Share this

Washington Post | December 7, 2001 | By Steven Pearlstein, Washington Post Staff Writer

A one-vote victory in the House of Representatives yesterday kept alive the Bush administration's hope of negotiating new treaties aimed at lower trade barriers around the world -- and with it, the 50-year march toward economic globalization supported by every president since Franklin D. Roosevelt.

It was the second time in as many months that the administration pulled a trade rabbit out of the political hat. Last month in Doha, Qatar, U.S. Trade Representative Robert B. Zoellick, at the last minute, managed to patch together a deal among more than 140 countries to launch a new round of world trade talks after an earlier attempt in Seattle had ended in a spectacular, noisy failure.

In the wake of Seattle, it looked to many as though much of the world had had its fill of globalization. Too many poor countries complained they had gotten too little in the bargain, with all the advantages going to rich countries such as the United States. And even within the rich countries, there were many who felt that all the benefits had gone to big corporations and their investors, leaving behind not only the economic interests of the working class but also cherished values such as environmental protection and social justice.

But Seattle now looks like the high-water mark for the anti-globalization movement. Government and corporate leaders have since taken pains to pay at least lip service to the issues of labor rights, environmental protection and extending the benefits of free trade to the developing world. But while the legislation that passed the House yesterday, for example, requires that labor and environmental issues must be at the "center" of any trade agreement negotiated under the president's "fast track" authority, the vague wording did not satisfy even pro-trade Democrats.

Time has also worn away the veneer of unity among the various anti-globalizers in Seattle. At subsequent trade meetings in Prague and Quebec, union shop stewards from Peoria found themselves uneasily lumped with black-shirted European anarchists and communists. And representatives of developing countries didn't cotton to the idea that their environmental laws would be dictated by the members of the National Wildlife Federation.

As significantly, the tragic events of Sept. 11 have altered the politics of the globalization debate.

In Doha as on the floor of the House yesterday, the president was able to win over reluctant allies by arguing that he needed all the powers he could get -- including broader authority to negotiate new trade treaties -- to hold together the international coalition fighting the war against terrorism.

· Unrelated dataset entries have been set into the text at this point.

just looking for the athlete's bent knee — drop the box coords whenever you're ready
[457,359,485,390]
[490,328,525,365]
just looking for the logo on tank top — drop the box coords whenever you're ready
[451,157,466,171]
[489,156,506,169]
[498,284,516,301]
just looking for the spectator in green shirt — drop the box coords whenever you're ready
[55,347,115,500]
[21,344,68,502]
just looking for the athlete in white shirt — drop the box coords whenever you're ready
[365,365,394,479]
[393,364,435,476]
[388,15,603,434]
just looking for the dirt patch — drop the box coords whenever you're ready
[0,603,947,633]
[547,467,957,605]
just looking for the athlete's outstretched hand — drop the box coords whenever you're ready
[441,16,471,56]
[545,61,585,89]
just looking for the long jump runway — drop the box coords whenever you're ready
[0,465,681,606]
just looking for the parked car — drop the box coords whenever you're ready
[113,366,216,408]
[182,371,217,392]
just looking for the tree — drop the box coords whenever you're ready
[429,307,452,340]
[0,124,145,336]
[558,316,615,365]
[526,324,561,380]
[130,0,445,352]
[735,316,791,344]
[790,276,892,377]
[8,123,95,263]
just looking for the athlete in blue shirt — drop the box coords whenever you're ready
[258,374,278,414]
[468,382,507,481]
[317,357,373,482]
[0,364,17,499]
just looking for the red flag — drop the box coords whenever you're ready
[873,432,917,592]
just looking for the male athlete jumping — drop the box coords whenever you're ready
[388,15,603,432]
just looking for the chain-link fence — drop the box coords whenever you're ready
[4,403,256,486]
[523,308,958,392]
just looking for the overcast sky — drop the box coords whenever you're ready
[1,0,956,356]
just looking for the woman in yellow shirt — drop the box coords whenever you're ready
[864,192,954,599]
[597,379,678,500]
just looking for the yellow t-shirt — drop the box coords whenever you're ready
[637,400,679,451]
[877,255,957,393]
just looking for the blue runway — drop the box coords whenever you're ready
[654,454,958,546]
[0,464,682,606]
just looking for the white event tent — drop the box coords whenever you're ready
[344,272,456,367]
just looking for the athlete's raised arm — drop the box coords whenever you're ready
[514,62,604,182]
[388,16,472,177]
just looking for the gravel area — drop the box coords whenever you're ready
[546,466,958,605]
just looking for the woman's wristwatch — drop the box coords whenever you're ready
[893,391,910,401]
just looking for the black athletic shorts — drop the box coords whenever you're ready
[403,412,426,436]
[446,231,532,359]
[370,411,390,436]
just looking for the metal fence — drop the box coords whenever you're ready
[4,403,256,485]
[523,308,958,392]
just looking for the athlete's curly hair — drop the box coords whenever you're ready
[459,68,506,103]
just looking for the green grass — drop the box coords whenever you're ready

And since Sept. 11, opponents of globalization have taken pains to tone down their rhetoric to avoid any parallels being drawn between their movement and that of the most violent critic of U.S.-style global capitalism, Osama bin Laden.

But while the forces of globalization may have regained the upper hand, the victories have come at a cost -- and without the kind of political consensus that can serve as a foundation for the future.

"If these votes are, in effect, referenda on globalization, then the closeness of the vote tells us that we are still in the midst of a protracted struggle," said Daniel Tarullo, who served as an international economic adviser to President Bill Clinton.

Tarullo said even those who think the economy benefits overall from more open trade and investment acknowledge that some workers, communities and industries suffer serious harm. But the only time lawmakers work to provide some sort of compensation is in the days and hours leading up to trade votes.

"Without a sustained commitment to dealing with the needs of the losers, I'm afraid many Americans are going to remain skeptical about globalization and come to believe that it's all really for the companies," Tarullo said.

Certainly the overwhelmingly partisan nature of yesterday's House vote does not bode well for easy passage of any trade treaty negotiated under the authority approved.

"They just vaporized whatever was left of bipartisan consensus on trade in the United States," said Lori Wallach, director of Ralph Nader's Global Trade Watch. "I think it will prove a Pyrrhic victory."

"This is hardly a mandate for George Bush or any president to go out there and negotiate new free-trade agreements," said Thea Lee, chief international economist at the AFL-CIO, who lobbied extensively against the fast-track authority. "Any country that now enters into negotiations with the U.S. will know that."